Afin de mieux comprendre l’impact de l’omniprésence du digital sur l’apprentissage, il est important de se pencher sur les apports des neurosciences, qui nous apprennent notamment que la surcharge cognitive est le principal effet néfaste de l’hyperconnexion. « Une information qui arrive dans le cerveau préactive des réseaux neuronaux liés à cette information. Si cette notion lui semble importante, la personne va ensuite activer ces réseaux et ainsi pouvoir l’appréhender et la comprendre », a expliqué Marie Prévost, docteure en neurosciences et présidente de la Fabrique à Neurones, à l’occasion d’un webinaire organisé par Wooclap.

Le multitâche fait perdre un temps précieux

En revanche, lorsqu’on se trouve dans une situation multitâche, on se confronte à un nombre important d’informations en même temps. Le processus d’activation est ainsi interrompu et la personne aura alors du mal à s’engager dans la compréhension et le traitement de l’information. « Ce phénomène d’arrêt et de relance crée de la confusion puisqu’il préactive plusieurs réseaux en même temps. Contrairement à ce que l’on pense, le multitâche fait donc perdre beaucoup de temps et augmente le nombre d’erreurs. Car on ne se laisse pas le temps physiologique nécessaire à l’activation des réseaux neuronaux », ajoute-t-elle. En résumé, il est beaucoup plus efficace d’aller au bout d’une tâche déjà entamée que d’en assurer plusieurs.

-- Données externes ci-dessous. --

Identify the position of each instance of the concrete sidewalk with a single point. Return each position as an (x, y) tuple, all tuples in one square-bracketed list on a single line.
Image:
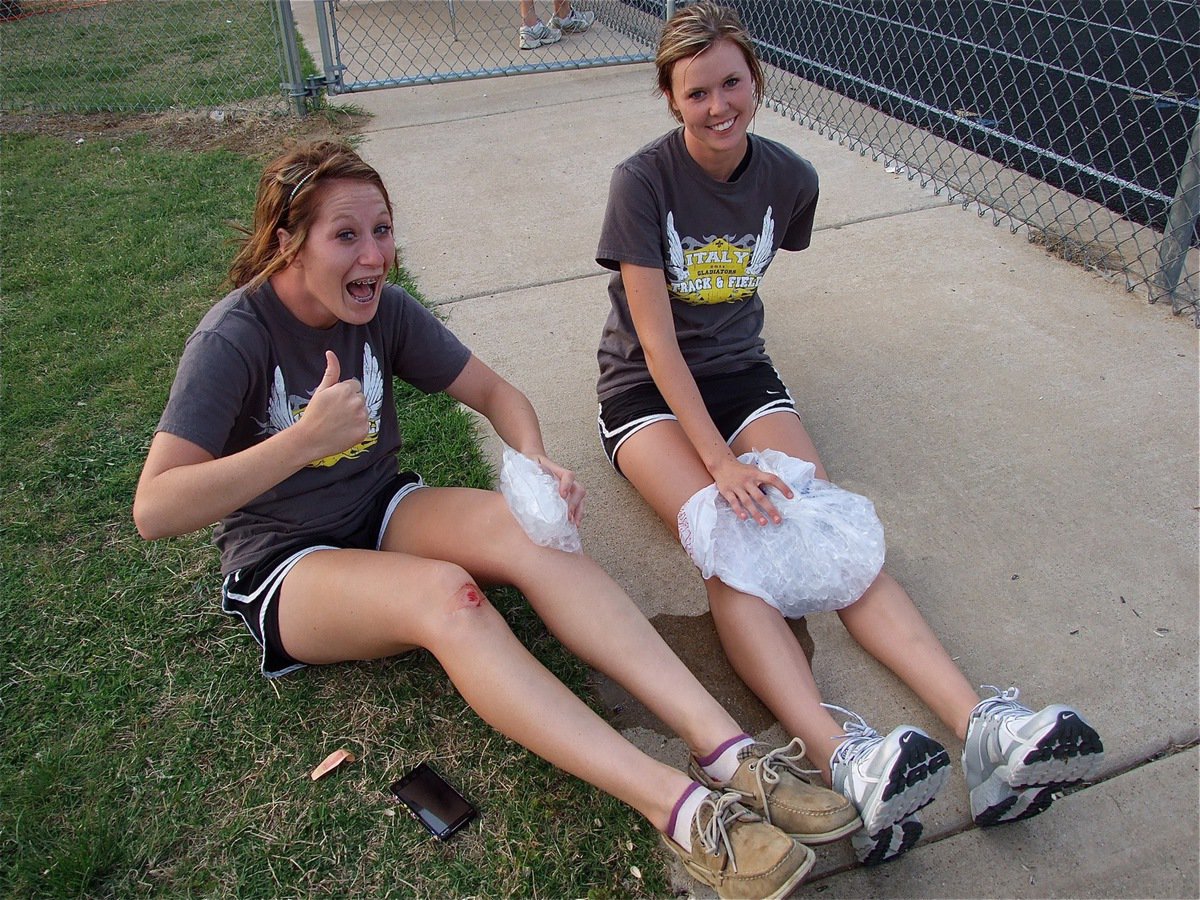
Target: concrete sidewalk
[(1026, 430)]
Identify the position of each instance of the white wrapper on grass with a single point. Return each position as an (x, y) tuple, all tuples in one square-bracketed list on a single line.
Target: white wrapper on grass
[(825, 553), (533, 497)]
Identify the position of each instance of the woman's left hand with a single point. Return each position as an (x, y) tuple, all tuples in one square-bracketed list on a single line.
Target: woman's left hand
[(568, 487)]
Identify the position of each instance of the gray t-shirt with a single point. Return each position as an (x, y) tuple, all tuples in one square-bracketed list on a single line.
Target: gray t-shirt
[(713, 241), (249, 371)]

Un impact négatif sur l’apprentissage

La conséquence logique de ce phénomène sur les processus d’apprentissage est la fatigue de l’apprenant en raison de la surcharge cognitive et émotionnelle. Dans une situation d’apprentissage, comprendre une nouvelle information (un mot, une compétence, un savoir-faire), requiert du temps et de la concentration. En effet, lors de cette étape cruciale, l’apprenant commence à créer les réseaux neuronaux qui correspondent à cette nouvelle information. « Il le fait notamment en connectant cette dernière à d’autres réseaux préexistants. C’est la raison pour laquelle il peut être très utile de faire le lien entre une nouvelle notion et des éléments familiers ou des anecdotes. Mais si l’apprenant se trouve dans une situation d’hyperconnexion, il « casse » la préactivation et l’activation alors même qu’il est en train d’essayer de construire un savoir », souligne-t-elle.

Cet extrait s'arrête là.